If above doesn’t help, could you try another experiment:

  1. Run the following Nsys command:
nsys profile -t osrt -w false yes
  1. In a different terminal, run the following command. Please replace <your TMPDIR path for Nsys> to the actual path.
ls -lR --time-style=full-iso <your TMPDIR path for Nsys>/nvidia/nsight_systems/quadd_session_*
  1. Wait for 10 seconds and repeat step 2.

  2. Attach the outputs from step 2 & 3. You can kill the Nsys command.

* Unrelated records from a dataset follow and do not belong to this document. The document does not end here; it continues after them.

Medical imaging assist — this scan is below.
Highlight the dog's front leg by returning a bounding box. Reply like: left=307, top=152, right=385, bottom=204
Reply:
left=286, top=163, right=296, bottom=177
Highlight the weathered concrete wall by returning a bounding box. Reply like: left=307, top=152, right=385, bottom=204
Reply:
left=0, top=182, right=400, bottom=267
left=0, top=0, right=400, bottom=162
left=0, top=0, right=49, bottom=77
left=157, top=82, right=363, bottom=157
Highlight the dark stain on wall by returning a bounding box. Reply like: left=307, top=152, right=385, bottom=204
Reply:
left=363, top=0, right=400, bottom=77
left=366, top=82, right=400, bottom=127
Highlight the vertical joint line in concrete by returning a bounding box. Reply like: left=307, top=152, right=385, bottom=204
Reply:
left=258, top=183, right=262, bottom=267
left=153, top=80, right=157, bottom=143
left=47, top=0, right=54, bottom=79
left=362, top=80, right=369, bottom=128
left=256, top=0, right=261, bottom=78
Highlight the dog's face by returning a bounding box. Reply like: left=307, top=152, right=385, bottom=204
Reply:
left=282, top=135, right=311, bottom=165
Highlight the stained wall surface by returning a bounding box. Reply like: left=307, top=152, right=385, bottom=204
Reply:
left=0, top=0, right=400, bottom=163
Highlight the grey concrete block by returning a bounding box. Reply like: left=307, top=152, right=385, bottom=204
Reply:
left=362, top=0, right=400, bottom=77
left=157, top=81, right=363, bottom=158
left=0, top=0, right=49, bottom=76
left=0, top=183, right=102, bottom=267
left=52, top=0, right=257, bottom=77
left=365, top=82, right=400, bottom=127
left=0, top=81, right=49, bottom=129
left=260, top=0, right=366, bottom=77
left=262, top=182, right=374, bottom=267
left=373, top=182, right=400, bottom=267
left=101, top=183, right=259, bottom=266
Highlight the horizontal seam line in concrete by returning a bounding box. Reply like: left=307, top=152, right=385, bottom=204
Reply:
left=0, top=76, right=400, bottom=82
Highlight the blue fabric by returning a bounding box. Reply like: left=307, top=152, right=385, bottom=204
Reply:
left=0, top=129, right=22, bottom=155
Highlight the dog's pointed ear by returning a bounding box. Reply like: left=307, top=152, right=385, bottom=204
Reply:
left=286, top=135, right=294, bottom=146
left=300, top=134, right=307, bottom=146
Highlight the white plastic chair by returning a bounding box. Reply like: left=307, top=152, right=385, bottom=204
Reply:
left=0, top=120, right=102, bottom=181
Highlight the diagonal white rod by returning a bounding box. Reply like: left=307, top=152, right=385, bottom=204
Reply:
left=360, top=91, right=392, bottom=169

The reason is because I’m seeing the log says the intermidiate profiling files stored at <your TMPDIR path for Nsys>/nvidia/nsight_systems/quadd_session_* are older than the beginning of the collecion time and therefore is discarded. I’m trying to figure out if it is actually too old or if there’s some bug in Nsys.

I tried this again:

echo $TMPDIR
/home/shixuan/HLSS/test_tmp
echo $NVLOG_CONFIG_FILE
/tmp/nvlog.config

test_tmp is my newly created folder.
content in nvlog.config is not changed.

then I run:

/home/shixuan/nsight-systems-2025.1.1/bin/nsys profile --trace=osrt,cuda,nvtx --trace-fork-before-exec=true --cuda-graph-trace=node ./grouped_gemm

I got the nsight-sys.log as below.
nsight-sys.zip (98.1 KB)

Then, since no quadd_session_* files or folders are generated in the /home/shixuan/HLSS/test_tmp/nvidia/nsight_systems folder, I cannot perform subsequent operations.